Subjects might experience discomfort due to the collection of biological
samples. Collecting blood may provoke a hematoma which usually disappears fast.
Also the collection of hair might cause reluctant reactions, though this does
not lead to any health risk for the participant. Collecting feces and 24-hour
urine might make participants uncomfortable. In order to make the study more
feasible, the biomarkers are divided in primary and secondary biomarkers.
Primary biomarkers are of high priority, and crucial to answering the main
question of the study. Willingness to participate in these measurements are
part of the inclusion criteria of the study. Secondary biomarkers are needed to
answer additional research questions and of less priority. In total the contact
duration between the researchers and the participants regarding the entire
study will be approximately 1.5 hours.

The participants have no direct benefit from participating in the CLOCK WORK
study. This research can provide useful information for society. It can give a
better understanding of the potential adverse effects of night work on humans.
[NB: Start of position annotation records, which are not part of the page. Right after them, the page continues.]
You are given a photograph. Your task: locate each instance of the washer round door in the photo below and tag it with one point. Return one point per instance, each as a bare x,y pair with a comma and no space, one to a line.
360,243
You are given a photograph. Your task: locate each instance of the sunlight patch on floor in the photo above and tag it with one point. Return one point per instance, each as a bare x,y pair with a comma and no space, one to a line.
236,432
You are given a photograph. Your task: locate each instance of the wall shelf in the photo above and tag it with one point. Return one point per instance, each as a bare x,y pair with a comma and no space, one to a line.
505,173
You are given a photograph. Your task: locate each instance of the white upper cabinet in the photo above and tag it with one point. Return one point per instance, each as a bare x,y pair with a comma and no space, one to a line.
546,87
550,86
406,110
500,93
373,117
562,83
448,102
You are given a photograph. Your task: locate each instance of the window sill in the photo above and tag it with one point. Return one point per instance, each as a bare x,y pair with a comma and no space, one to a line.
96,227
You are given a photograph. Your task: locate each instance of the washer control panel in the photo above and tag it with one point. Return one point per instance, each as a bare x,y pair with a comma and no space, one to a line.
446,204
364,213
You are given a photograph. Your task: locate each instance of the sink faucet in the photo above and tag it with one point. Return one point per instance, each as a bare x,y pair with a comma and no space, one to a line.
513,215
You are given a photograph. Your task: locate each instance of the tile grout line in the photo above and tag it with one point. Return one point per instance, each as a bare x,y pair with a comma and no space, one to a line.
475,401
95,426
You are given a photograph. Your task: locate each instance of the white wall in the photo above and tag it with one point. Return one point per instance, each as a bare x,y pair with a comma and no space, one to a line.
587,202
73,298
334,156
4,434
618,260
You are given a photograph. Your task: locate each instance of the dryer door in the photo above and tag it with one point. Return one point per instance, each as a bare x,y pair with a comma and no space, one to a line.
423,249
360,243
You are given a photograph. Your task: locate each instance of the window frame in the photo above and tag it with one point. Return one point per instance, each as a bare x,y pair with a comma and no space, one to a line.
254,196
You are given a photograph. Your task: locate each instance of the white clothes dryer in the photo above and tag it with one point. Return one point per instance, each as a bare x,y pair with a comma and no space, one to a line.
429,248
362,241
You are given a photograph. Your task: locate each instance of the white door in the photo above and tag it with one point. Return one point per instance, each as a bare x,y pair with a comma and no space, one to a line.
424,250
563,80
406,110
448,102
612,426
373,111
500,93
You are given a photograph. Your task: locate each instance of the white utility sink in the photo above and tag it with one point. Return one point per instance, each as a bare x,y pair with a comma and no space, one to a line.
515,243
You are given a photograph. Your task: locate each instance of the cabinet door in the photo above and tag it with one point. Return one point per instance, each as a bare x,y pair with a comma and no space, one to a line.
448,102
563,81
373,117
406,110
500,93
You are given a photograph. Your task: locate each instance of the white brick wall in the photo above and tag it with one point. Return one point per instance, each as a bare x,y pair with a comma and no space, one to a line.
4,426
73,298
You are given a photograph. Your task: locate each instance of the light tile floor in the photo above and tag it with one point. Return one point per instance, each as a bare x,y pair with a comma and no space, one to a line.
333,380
Desired, participants will receive a personal report with the most important
and interpretable outcome measures. The report will provide data on
chronobiology (day / night rhythm), blood pressure, cholesterol, glucose, sleep
outcomes, BMI, and complete blood counts. DNA measurements in blood are not in
this report, since the measured values only have meaning at group level.
However, after the entire research project is finished, the participants will
receive a report of the main results of the study. If test results from this
study suggest a health hazard for the participant, we will report to the
participant (if desired). If
the participant wishes, we will also tell her doctor about this test results.